Bucks County Council

Published by Dan Gooding at 12:31pm 21st February 2019.

Buckinghamshire Council Council's last ever budget has been signed off.

It follows three days of scrutiny last month, before being approved by cabinet.

The Budget including £100 million for schools and £61 million for roads and is the final budget before the change to a Unitary Council.

At their meeting last Monday, cabinet agreed to recommend to the full Council a 2019/20 budget for day-to-day spending of £356.3 million and capital spending of £86m.

This would be paid for with a Council Tax rise of 2.99%, the equivalent of just 71p a week extra for an average band D property.

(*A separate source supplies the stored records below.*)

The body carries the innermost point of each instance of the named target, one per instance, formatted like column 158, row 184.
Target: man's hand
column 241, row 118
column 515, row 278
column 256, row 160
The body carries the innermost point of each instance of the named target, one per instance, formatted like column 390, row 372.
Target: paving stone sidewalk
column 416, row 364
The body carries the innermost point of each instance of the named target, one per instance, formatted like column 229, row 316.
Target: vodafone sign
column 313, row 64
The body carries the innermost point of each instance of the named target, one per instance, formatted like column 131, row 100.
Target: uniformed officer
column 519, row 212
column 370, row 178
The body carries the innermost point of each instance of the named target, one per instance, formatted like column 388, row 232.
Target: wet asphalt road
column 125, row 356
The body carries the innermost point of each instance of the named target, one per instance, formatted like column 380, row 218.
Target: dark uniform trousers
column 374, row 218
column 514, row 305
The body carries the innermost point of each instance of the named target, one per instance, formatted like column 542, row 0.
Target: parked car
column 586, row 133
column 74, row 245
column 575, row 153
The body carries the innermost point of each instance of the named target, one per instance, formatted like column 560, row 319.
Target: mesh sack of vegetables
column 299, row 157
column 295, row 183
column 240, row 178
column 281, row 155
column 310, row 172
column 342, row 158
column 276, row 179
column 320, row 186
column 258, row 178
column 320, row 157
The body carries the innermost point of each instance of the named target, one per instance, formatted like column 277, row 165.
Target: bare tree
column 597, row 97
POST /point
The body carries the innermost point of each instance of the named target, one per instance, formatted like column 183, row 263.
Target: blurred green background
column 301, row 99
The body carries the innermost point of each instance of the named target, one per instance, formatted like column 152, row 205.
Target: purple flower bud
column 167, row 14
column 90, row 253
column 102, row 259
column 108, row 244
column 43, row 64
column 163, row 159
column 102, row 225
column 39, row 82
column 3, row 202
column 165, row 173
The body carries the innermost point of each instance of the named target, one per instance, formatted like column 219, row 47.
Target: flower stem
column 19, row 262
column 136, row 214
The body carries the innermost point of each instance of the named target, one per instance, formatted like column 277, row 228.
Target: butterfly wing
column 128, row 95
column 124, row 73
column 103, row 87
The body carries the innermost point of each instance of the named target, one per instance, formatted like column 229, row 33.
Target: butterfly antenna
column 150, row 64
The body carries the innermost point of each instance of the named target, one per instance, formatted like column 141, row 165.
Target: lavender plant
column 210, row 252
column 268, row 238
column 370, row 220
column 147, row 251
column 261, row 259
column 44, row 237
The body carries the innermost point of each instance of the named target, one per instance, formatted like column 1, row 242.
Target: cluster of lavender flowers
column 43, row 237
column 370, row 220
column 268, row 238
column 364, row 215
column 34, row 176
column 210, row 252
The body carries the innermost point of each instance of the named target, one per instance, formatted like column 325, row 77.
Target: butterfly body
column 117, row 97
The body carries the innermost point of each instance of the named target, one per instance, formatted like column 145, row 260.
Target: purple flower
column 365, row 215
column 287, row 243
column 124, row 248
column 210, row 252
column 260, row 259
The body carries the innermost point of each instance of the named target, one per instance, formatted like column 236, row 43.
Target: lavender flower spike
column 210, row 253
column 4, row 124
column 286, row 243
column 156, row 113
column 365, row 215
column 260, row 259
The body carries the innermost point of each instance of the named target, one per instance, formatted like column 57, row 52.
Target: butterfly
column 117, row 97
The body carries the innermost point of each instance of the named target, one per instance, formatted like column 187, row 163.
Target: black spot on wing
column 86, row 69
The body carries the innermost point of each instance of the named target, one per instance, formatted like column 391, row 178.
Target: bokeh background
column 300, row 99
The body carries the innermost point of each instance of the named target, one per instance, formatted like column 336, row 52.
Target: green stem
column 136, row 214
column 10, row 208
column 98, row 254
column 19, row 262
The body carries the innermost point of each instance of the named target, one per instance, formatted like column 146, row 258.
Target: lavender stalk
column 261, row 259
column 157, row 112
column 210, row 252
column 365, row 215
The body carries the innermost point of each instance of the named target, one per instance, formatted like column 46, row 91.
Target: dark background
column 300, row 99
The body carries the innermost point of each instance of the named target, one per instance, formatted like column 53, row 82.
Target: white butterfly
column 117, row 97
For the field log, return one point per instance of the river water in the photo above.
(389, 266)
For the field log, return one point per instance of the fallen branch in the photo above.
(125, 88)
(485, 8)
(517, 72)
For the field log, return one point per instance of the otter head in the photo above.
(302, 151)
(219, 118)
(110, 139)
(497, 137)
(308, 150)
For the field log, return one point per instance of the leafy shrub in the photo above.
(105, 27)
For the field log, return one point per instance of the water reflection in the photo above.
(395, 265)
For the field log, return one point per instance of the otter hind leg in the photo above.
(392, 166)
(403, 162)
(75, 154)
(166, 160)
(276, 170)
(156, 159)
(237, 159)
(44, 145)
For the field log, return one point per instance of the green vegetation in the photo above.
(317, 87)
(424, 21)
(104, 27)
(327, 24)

The plans include more funding for children's services and adult social care, as well as £19 million for roads, including early repairs to combat the winter damage.

There will also be investment made available to tackle unsightly weed growth in main towns and villages.

Oxford Road (North)
£61m will be spent on our roads

In addition, extra money should be generated for all five Buckinghamshire Councils as part of a new pilot scheme to allow them to retain 75% of new business rates across the County, rather than the current 50% level.

The County Council has seen Government funding for day-to-day services decline from nearly £61m six years ago, to nothing at all this year.

However, a proposal by the Government to take even more money from local coffers, through what's been dubbed 'negative RSG', has been withdrawn for 2019/20.

This was confirmed as part of the final local government settlement published on January 29.

Leader of the Council, Martin Tett said it was 'a moment in history' to preside over the very last County Council budget.

"What Cabinet has agreed is a measured, prudent and sound set of proposals that deliver a robust and balanced budget. Although, there continues to be significant risks and uncertainties going forward, we're in very good shape overall.

"Of course, we've had to take and continue to take difficult decisions, but these have allowed us to continue our strong focus on funding the key priorities that residents tell us they want.

"I'm proud of this Council's continued financial stewardship and the fact that the position we will transfer to the new Council is both sound and sustainable. I'm sure the new Council will appreciate inheriting such a favourable and positive financial standing which will provide a solid base for future service planning.

"Can I also add my thanks to David Watson and the work of his Budget Select Committee who undertook such a detailed scrutiny of our budget plans. I've said before that this Council's budget scrutiny process is probably the toughest of any county council in the country! At the end of the day, our plans are all the better for it."